The biggest problem came when it grew more, as if shyness and fear in the past had gone into a new stage, from the shyness of buying at the store, turned into the shyness of knowing a new girl. What was very damn to him was the fact that he was very complicated by this, almost coming into depression. There were many pretty girls around him who he might have known, started chatting and creating a certain connection between them, but allowed them to pass by without seeing him without a minute, without to know them or to say at least a “good” one.
It was becoming a very serious problem for him, he did not know what to do. She did not take any time for a very long time, she went very hard in a conversation with a girl she did not know at all, it was not impossible, but she did not, any girl on the street liked it and wanted to having a conversation with her and knowing her let her pass by. By the ninth grade, she had a beautiful girl in sight, she had a long time in sight, and for a very long time she did nothing about it, saw it, put her head in the ground and went on without at least to notice him a little. It was easy, easy to get to know the problem, no longer had the problem of being ashamed to look at it, trying to get over it, but it did not work out of it first, it was all but that. Until one day when he was alone with a very good colleague in the yard of the school, and at some point he appeared to face his dreams, at that moment he made a sudden change, from there started the disappearance of shyness, went to her , almost complete with emotions, but she had nothing to do, she had to pass once and all over it, she put her problem in the following way, “what’s it gonna be, why let another beautiful girl go beside me without even telling her a “good” “, she reached her, trembling from all the joints, striking a” good “shaking and shame. That was the beginning of the defeat of the shyness, the conversation with that girl went very hard, but without any regrets, still practicing this many times, without being afraid she may not like it, that she can say some stupidity, maybe it is not the right timing, the complexity of his complexity, began to pass easily, gently until he completely disappeared from his life. Since the shyness has disappeared, all his social and emotional relationships have improved greatly, he has seen a lot of very lucky people, who would have been sorry to let them pass by without even telling him a few things.

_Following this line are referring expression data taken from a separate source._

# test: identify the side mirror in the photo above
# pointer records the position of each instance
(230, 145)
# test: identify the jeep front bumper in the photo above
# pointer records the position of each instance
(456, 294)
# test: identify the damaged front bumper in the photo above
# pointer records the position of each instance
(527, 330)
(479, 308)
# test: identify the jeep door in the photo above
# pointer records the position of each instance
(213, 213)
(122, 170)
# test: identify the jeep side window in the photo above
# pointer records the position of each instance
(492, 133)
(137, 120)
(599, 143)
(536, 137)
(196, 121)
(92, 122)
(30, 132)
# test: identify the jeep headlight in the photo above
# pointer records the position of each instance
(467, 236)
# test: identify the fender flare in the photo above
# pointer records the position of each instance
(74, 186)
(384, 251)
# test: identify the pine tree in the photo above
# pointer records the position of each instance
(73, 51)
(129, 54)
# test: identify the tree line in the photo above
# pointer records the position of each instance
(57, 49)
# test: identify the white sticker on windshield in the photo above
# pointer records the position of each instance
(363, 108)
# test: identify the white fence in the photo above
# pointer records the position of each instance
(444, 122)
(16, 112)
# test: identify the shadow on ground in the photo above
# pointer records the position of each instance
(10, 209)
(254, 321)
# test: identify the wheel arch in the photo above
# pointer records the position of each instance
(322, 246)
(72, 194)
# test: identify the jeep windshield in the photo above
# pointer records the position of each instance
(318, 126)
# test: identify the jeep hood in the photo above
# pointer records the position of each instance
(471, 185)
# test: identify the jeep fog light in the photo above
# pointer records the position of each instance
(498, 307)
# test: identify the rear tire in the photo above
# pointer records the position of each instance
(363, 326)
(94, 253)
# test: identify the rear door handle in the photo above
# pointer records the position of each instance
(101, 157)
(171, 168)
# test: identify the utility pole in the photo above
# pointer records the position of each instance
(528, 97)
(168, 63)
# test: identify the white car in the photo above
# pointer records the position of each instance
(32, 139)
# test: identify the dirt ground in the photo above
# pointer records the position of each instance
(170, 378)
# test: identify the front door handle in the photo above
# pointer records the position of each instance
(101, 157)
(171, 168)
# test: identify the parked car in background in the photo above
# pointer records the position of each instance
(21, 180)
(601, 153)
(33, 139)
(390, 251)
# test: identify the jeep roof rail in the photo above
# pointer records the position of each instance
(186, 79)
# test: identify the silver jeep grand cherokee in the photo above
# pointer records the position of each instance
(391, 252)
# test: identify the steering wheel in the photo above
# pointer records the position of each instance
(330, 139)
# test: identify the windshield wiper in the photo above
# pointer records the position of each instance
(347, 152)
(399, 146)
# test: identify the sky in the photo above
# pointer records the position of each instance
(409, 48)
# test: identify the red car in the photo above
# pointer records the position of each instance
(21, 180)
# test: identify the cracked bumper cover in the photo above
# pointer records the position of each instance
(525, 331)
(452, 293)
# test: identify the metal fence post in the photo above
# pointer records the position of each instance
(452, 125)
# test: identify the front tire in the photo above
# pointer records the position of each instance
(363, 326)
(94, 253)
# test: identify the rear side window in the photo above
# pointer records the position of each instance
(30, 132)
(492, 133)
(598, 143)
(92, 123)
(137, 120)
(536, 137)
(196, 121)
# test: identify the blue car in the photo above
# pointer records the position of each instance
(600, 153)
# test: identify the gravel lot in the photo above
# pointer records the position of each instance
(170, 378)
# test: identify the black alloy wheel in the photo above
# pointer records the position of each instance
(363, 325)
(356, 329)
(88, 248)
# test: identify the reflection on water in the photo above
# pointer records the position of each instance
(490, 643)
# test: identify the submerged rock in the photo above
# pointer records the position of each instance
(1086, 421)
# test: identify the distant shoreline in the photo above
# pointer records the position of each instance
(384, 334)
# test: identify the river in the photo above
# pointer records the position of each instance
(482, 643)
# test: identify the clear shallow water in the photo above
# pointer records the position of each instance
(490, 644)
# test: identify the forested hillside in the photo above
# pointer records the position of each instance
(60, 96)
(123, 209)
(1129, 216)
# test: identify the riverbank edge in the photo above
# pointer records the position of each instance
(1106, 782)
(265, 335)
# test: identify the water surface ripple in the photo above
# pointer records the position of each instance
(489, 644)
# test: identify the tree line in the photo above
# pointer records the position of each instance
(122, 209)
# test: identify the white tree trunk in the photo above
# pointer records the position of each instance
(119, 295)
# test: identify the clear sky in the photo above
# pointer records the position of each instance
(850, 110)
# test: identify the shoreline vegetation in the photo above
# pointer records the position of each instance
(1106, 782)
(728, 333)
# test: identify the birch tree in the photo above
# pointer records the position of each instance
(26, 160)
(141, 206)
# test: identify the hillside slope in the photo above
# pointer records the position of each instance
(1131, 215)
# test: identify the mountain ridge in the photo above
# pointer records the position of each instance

And what about the girls did not need any magic recipe to have succes. Success came when he was sure of him, he was not ashamed of a girl, and held a conversation in a natural way, noticing what he was defining and opening a topic on the subject.
Many people have the impression that in order to conquer a girl you need magical recipes, cheap tricks, money or other trivial things, but everyone who has this impression is wrong. You do not need those things, you need trust in yourself, develop your ability to observe, learn slowly, slowly how to start a conversation with a girl, a conversation that expands and does not end in 3 sentences short and bad.
Usually people are still thinking about whether to act or not, which is totally wrong, why to think, it is much more enjoyable and practical to go to the person without any restraint, no matter if I like it or not by that person, it is normal that not everyone can enjoy me.
The key to shy away is to practice, practice and put into situations where you have to talk to new people in any circumstance.
Once we practice and act, the distrust disappears in us, all fear is lost.
At present, studies show that there is a very large number of children up to 15 years of age who face shyness.